Ivanka wanted us to know this, to testify that there is life after this short life on earth. And this life with God is something we should always prepare ourselves for while we are here on earth.
Ivanka knew how important it was for people to really believe there is life after death. Thus, she wrote on her experience as follows:
“From 1985 to today I received the apparition once every year on June 25. But at that last daily apparition I was given the greatest gift, not just for myself but for the entire world.
“And because every single human being is asking is there a life after this life on earth, I am standing before you here today, I am standing before the entire world and I can easily answer that question. Yes, there is a life after this life, because by God and Our Lady I was given this great grace, that I was able to see my late mother during that apparition time and my mom told me: ‘My dear child, I’m proud of you.’

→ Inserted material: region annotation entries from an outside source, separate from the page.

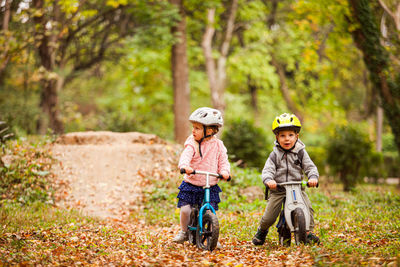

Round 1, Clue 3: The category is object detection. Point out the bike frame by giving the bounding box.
[189,170,221,233]
[278,181,310,232]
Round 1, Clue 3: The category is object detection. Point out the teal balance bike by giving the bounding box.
[180,169,231,251]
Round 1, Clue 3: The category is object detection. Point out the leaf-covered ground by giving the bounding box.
[0,137,400,266]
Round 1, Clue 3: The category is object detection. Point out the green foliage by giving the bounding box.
[222,119,268,169]
[327,126,376,191]
[306,146,327,175]
[383,152,400,177]
[0,138,53,204]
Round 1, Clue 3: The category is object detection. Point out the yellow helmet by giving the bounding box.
[272,113,301,134]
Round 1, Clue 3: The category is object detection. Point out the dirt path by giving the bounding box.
[52,132,180,220]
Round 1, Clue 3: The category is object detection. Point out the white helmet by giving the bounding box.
[189,107,224,127]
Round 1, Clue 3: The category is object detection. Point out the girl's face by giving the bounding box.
[276,130,299,150]
[192,122,204,141]
[192,122,213,142]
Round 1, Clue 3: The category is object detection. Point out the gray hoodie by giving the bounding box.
[261,139,319,185]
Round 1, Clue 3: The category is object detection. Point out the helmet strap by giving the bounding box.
[276,138,299,152]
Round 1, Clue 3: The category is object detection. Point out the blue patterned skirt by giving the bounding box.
[177,181,222,210]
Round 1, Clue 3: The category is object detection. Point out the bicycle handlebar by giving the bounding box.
[180,168,232,182]
[276,181,319,187]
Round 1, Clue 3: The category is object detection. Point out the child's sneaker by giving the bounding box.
[252,228,268,246]
[172,230,189,244]
[307,232,319,244]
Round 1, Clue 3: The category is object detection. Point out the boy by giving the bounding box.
[252,113,319,246]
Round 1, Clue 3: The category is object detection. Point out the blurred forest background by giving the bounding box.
[0,0,400,187]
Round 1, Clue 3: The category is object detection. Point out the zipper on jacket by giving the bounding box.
[285,153,289,182]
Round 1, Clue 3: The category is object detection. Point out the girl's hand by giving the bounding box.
[221,171,229,180]
[308,178,318,187]
[267,180,276,189]
[185,167,193,174]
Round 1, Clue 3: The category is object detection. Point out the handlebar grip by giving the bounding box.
[307,181,319,187]
[180,168,196,174]
[217,173,232,182]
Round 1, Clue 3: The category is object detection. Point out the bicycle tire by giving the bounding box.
[196,210,219,251]
[278,224,292,247]
[292,208,307,245]
[188,208,199,245]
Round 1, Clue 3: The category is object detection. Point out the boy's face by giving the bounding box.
[276,130,299,149]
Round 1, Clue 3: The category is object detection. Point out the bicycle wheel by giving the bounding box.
[278,224,292,247]
[188,208,199,245]
[196,210,219,251]
[292,208,307,245]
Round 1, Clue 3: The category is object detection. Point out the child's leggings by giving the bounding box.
[180,205,192,232]
[259,190,314,231]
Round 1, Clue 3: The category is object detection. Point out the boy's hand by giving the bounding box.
[267,180,276,189]
[221,171,229,180]
[308,178,318,187]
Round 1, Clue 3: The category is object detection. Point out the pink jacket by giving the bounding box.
[178,135,230,186]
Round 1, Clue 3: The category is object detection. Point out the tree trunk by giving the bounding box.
[202,0,238,113]
[348,0,400,155]
[171,0,190,144]
[38,78,64,134]
[33,0,64,134]
[0,0,12,84]
[247,75,259,122]
[376,107,383,152]
[271,54,303,122]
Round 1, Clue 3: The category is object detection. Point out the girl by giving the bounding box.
[173,107,230,243]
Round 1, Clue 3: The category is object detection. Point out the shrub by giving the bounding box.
[222,120,268,169]
[0,140,53,205]
[306,146,326,176]
[327,126,372,191]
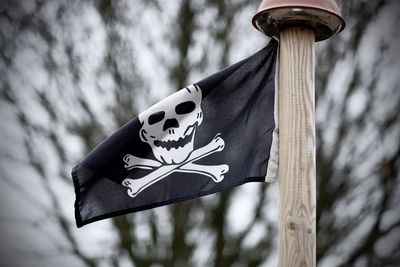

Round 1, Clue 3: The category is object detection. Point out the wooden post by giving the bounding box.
[278,27,316,267]
[252,0,345,267]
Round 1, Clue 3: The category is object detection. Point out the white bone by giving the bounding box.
[122,134,229,197]
[124,154,162,170]
[176,162,229,183]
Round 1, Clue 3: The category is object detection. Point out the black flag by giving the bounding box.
[72,40,277,227]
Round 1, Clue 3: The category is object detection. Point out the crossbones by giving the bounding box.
[122,134,229,198]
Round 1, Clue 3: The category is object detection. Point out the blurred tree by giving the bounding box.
[0,0,400,267]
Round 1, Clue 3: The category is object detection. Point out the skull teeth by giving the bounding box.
[154,126,194,151]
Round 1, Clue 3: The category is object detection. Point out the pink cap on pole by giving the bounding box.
[252,0,345,41]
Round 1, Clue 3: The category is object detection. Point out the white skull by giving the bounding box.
[139,85,203,164]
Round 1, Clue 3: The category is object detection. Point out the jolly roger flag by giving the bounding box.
[72,40,278,227]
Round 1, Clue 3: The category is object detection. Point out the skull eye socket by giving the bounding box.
[175,101,196,115]
[149,111,165,125]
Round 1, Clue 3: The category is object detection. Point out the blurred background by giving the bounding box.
[0,0,400,267]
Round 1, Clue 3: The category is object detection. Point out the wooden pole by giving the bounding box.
[278,27,316,267]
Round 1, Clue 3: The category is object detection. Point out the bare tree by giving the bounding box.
[0,0,400,267]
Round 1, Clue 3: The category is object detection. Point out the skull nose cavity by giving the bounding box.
[163,119,179,131]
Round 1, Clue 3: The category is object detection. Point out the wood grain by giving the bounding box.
[278,28,316,267]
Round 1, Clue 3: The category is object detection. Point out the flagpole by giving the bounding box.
[253,0,344,267]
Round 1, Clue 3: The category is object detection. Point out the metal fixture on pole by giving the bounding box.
[252,0,345,267]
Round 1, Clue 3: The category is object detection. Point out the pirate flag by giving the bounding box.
[72,40,277,227]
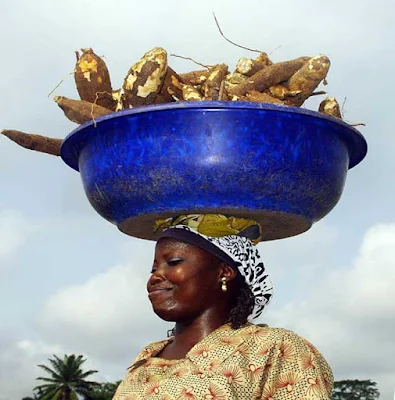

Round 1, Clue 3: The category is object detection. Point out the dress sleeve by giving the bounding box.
[261,329,333,400]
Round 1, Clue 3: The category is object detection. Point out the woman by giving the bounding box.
[114,219,333,400]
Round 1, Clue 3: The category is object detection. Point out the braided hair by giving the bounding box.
[228,274,255,329]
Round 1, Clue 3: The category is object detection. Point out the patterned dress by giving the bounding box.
[113,324,333,400]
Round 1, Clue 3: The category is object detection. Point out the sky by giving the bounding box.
[0,0,395,400]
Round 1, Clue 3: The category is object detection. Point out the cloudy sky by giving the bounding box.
[0,0,395,400]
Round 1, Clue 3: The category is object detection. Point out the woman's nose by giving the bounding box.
[148,267,166,286]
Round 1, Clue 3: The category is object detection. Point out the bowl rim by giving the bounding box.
[60,100,368,171]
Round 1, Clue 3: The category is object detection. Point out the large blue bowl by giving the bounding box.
[61,101,367,240]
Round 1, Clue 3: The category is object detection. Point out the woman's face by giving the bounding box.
[147,238,224,322]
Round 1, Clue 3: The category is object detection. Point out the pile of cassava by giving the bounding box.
[2,47,342,156]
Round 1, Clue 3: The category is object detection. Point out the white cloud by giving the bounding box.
[0,329,64,400]
[41,265,169,370]
[0,210,31,257]
[266,224,395,398]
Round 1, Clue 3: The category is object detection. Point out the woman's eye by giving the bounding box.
[167,258,184,267]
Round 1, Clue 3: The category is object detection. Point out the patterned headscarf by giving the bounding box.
[156,225,273,318]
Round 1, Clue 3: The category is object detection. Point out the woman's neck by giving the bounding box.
[159,310,228,359]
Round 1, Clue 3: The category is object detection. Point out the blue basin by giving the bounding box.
[61,101,367,240]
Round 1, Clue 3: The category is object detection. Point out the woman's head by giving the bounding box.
[147,227,271,328]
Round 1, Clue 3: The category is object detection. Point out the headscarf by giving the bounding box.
[157,215,273,318]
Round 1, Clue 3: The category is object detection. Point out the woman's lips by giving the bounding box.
[148,288,171,300]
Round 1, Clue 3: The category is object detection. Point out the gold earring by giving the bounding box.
[221,276,228,292]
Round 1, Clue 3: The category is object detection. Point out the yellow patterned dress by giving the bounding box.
[113,324,333,400]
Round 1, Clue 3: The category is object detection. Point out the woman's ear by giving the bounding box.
[219,262,237,282]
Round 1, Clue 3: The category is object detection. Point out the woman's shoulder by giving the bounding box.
[240,324,328,356]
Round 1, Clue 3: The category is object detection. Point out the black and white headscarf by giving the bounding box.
[163,225,273,318]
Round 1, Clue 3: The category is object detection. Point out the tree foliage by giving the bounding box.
[34,354,98,400]
[332,379,380,400]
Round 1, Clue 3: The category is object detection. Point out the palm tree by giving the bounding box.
[34,354,97,400]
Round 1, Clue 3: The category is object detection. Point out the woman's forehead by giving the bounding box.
[155,237,217,259]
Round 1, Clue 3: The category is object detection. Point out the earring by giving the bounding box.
[221,276,228,292]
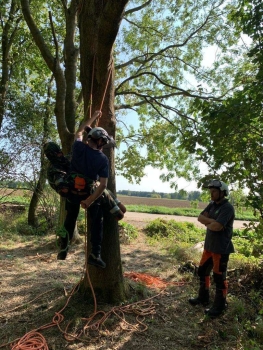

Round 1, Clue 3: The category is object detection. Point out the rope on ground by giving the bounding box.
[124,272,188,289]
[0,209,186,350]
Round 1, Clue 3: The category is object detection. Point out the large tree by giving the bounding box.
[9,0,250,300]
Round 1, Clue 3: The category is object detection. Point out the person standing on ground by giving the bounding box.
[189,180,235,317]
[57,111,114,268]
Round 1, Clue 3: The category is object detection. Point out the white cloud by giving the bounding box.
[116,166,198,193]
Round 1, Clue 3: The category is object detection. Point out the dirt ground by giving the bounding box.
[0,213,258,350]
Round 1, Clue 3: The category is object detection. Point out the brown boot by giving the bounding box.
[188,284,209,306]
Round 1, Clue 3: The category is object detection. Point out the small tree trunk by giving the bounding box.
[27,152,47,227]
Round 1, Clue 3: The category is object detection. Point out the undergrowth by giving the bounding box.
[126,205,256,221]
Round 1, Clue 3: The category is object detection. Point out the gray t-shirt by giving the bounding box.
[201,199,235,254]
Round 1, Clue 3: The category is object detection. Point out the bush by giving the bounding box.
[119,221,138,244]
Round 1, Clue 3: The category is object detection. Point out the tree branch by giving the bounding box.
[124,0,153,16]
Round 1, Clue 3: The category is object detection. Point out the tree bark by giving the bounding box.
[79,0,128,302]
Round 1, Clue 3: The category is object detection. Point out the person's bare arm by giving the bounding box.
[80,177,108,209]
[75,111,101,140]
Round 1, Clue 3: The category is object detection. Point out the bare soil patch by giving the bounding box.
[0,211,258,350]
[118,195,207,209]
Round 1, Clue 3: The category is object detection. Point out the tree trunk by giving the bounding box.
[79,0,128,302]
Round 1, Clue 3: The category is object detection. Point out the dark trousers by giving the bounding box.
[198,250,229,296]
[64,195,103,255]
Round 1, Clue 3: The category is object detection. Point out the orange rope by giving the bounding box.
[100,65,112,111]
[11,331,48,350]
[89,54,112,126]
[124,272,186,289]
[89,54,96,118]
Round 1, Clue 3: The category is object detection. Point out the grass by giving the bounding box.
[0,206,263,350]
[126,205,256,221]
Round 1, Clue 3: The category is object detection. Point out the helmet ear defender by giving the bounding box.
[204,180,229,197]
[88,126,116,147]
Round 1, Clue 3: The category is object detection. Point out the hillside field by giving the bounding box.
[118,195,208,209]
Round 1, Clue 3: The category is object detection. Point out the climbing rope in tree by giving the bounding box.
[89,54,113,127]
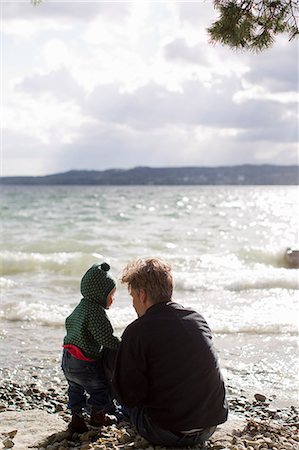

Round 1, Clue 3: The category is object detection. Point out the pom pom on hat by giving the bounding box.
[81,262,116,308]
[100,263,110,272]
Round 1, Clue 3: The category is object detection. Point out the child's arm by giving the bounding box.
[88,306,120,350]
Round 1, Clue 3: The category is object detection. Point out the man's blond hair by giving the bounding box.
[121,258,173,303]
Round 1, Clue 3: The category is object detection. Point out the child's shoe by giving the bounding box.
[68,412,88,433]
[90,409,117,427]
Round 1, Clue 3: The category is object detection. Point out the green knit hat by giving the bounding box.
[81,262,116,308]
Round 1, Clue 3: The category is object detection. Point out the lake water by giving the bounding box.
[0,186,299,405]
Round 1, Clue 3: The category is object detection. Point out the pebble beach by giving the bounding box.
[0,380,299,450]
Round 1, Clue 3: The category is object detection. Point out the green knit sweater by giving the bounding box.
[64,298,120,360]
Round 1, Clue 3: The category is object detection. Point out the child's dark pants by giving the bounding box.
[62,350,111,413]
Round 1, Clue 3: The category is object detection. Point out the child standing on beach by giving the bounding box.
[62,263,119,433]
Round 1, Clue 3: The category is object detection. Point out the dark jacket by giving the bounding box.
[113,302,227,431]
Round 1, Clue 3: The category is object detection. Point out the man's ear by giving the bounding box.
[139,289,147,305]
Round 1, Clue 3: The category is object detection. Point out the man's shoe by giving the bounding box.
[90,409,117,427]
[68,413,88,434]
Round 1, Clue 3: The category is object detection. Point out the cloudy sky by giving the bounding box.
[1,0,298,175]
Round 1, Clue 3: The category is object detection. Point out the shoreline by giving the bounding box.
[0,380,299,450]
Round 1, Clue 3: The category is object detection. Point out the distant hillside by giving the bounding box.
[0,165,299,186]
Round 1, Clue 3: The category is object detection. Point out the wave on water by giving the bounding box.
[0,301,70,327]
[0,301,298,336]
[0,251,107,276]
[175,266,299,292]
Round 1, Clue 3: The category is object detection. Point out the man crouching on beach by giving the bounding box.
[113,258,228,447]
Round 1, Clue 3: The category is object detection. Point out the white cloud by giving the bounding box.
[2,0,298,174]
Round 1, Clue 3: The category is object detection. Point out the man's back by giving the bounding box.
[114,302,227,431]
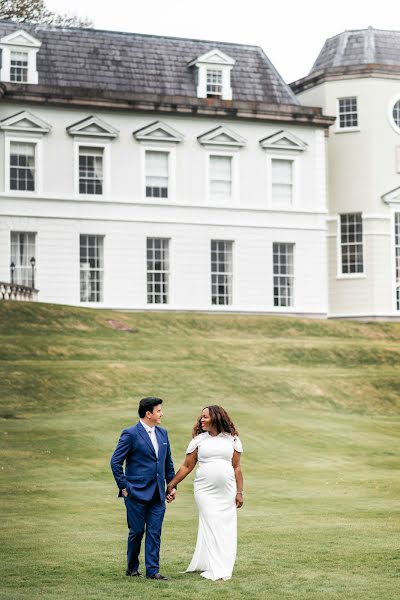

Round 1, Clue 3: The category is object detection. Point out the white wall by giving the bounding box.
[298,77,400,316]
[0,104,327,314]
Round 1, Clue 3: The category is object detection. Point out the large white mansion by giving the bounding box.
[291,27,400,317]
[0,21,400,316]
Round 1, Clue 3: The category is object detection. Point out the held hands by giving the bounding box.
[167,485,176,504]
[235,493,243,508]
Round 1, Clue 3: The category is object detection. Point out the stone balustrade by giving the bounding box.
[0,281,39,302]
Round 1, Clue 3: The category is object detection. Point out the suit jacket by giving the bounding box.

“For 28 years Our Lady has been telling us which road we need to take in our life. She is showing us the way and we have to decide which road we are going to take in our life.”
More about souls in Purgatory. St. Teresa of Avila was once told in a vision that a priest whom she knew had died and that he would remain in Purgatory until a Mass was said for him in the chapel of a new Carmelite house that was to be built.
Teresa hurried to the site and had the workmen begin raising the walls of the chapel immediately, but as this would still take too long, she obtained permission from the bishop for a temporary chapel. Once the chapel was done, Mass was celebrated there, and while receiving communion, Teresa saw a vision of the priest thanking her most graciously as he prepared to ascend to Heaven.
Then there’s St. Catherine of Siena who, while being beside her holy dying father, learned that her father would nevertheless still briefly land in Purgatory. Catherine thus begged God to allow her to expiate through her sufferings the purgatorial stint of her father and her request was granted. Her father died happily while Catherine from then on was intermittently seized with violent pains that she bore to the end of her eartly life.
Our favorite St. Padre Pio, in his lifetime, had encounters with people who had died. One day in the 1920s, he was praying in the choir loft when he heard a crash as a candelabra fell from the main altar. Then Padre Pio saw a figure he assumed to be a young friar. The friar turned to him and said: “I am doing my Purgatory here. I was a student in this friary, so now I have to make amends for the errors I committed while I was here, for my lack of diligence in doing my duty in this church.”
The friar disclosed he had been in Purgatory for sixty years, and after requesting Padre Pio’s prayers, he vanished. Of course, Padre Pio prayed for his deliverance.
Suggestion to readers: Please search in Google St. Gertrude’s prayer for the souls in Purgatory. The 1,000 souls you will release from purgation each time will surely be grateful.